By Consumers for Quality Care, on May 3, 2023
In 2020, the majority of private nonprofit hospitals in the United States spent less on charity care and community investments than they received in tax breaks.
According to Revcycle Intelligence, a report from the Lown Institute found that over 75 percent of the nonprofit hospitals they investigated had accumulated fair share deficits totaling $14.2 billion. These deficits were the result of nonprofit hospitals spending less on charity care than what they receive in tax breaks, an amount large enough to eliminate the medical debts of 18 million people.

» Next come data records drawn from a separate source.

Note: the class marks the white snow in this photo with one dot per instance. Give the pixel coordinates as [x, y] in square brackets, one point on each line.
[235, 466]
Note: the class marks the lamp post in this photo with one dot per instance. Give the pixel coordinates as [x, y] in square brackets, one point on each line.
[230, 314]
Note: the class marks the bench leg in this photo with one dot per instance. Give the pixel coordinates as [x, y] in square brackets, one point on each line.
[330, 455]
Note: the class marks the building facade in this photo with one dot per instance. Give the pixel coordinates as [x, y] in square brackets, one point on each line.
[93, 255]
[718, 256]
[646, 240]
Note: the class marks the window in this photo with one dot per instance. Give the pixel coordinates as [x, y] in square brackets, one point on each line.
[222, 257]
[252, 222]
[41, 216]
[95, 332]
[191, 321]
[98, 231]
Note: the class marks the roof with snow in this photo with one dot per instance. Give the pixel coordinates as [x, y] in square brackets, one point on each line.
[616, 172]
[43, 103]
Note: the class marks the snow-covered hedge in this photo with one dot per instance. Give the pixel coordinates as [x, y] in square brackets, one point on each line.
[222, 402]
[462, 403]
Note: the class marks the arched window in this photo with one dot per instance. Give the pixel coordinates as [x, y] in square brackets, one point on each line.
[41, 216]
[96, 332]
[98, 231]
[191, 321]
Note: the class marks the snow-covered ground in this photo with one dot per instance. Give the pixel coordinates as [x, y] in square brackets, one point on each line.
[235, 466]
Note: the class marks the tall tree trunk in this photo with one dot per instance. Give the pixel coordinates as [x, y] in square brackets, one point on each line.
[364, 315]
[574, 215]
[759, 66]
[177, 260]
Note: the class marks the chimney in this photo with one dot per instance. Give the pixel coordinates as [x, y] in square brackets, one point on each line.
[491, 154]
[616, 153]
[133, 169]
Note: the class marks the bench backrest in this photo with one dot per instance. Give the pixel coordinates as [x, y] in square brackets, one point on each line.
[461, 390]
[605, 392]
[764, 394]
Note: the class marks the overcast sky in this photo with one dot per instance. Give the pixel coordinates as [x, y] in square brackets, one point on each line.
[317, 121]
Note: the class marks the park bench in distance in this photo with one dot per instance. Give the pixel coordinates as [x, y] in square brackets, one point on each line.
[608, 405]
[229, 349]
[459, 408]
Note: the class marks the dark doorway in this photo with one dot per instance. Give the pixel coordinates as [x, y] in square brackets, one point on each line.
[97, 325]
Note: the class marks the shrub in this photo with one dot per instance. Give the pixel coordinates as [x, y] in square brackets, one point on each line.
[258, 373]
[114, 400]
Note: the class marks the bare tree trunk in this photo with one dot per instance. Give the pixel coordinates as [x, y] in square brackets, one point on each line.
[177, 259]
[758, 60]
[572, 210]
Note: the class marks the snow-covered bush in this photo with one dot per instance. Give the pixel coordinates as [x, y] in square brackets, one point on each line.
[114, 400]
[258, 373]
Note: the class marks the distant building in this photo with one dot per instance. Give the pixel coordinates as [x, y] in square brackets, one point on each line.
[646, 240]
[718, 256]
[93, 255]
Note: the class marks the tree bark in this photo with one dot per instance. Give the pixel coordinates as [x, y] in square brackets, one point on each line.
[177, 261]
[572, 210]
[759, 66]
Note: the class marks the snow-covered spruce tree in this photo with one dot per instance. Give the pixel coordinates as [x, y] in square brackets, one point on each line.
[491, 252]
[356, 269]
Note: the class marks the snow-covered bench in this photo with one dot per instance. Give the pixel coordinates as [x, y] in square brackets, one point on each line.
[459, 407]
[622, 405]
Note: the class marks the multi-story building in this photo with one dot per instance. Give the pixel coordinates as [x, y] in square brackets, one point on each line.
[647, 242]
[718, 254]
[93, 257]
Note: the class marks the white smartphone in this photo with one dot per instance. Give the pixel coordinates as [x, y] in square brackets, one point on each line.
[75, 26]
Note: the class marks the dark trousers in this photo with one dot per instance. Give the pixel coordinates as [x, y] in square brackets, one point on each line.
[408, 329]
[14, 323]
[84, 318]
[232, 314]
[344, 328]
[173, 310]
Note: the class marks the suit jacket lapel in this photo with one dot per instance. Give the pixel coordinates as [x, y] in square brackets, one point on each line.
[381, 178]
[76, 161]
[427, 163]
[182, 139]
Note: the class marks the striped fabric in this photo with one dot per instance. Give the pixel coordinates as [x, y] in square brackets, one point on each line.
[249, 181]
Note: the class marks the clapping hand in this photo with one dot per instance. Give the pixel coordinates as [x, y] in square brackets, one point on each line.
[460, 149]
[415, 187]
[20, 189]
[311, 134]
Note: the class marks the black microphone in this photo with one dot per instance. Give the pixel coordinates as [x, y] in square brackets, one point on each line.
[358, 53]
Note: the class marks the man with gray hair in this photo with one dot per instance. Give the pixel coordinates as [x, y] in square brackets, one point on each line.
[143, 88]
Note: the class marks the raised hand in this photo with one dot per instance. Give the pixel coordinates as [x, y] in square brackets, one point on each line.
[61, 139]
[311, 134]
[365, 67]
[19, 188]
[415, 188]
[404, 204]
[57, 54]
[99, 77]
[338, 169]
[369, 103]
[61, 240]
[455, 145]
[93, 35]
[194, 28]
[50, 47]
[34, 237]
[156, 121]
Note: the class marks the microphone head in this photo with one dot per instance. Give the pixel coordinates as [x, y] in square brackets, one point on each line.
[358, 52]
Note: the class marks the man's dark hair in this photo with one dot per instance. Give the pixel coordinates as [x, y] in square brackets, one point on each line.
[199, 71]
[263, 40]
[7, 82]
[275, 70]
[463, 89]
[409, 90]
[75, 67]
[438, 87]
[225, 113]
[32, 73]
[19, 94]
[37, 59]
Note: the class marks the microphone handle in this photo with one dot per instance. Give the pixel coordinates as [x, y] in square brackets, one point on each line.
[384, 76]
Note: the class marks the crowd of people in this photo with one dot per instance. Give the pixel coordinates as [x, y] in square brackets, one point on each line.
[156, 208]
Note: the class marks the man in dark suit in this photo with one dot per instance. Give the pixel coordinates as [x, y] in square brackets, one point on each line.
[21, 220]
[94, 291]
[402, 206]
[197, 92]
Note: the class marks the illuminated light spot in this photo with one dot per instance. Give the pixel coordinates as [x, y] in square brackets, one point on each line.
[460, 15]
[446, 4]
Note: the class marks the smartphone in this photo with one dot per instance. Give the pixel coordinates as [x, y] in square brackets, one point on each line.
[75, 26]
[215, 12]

Lown Institute President Vikas Saini, MD, said nonprofit hospitals need to do a better job at making social responsibility a priority. “Americans desperately need hospitals to use their billions in tax breaks as intended: to promote health while relieving the problems of medical debt and access to care,” he said.
The worst offenders with the largest fair share deficits were: UPMC Presbyterian in Pittsburgh, PA; NYU Langone Hospitals in New York, NY; and Vanderbilt University Medical Center in Nashville, TN.
In several states, the total amount of fair share deficits from nonprofit hospitals was enough to cover the net losses of all the state’s rural hospitals, or to cancel the entirety of their residents’ reported medical debt.
CQC urges all hospitals, especially nonprofit hospitals, to keep their end of the bargain to better serve their communities and deliver care for patients when they need it most.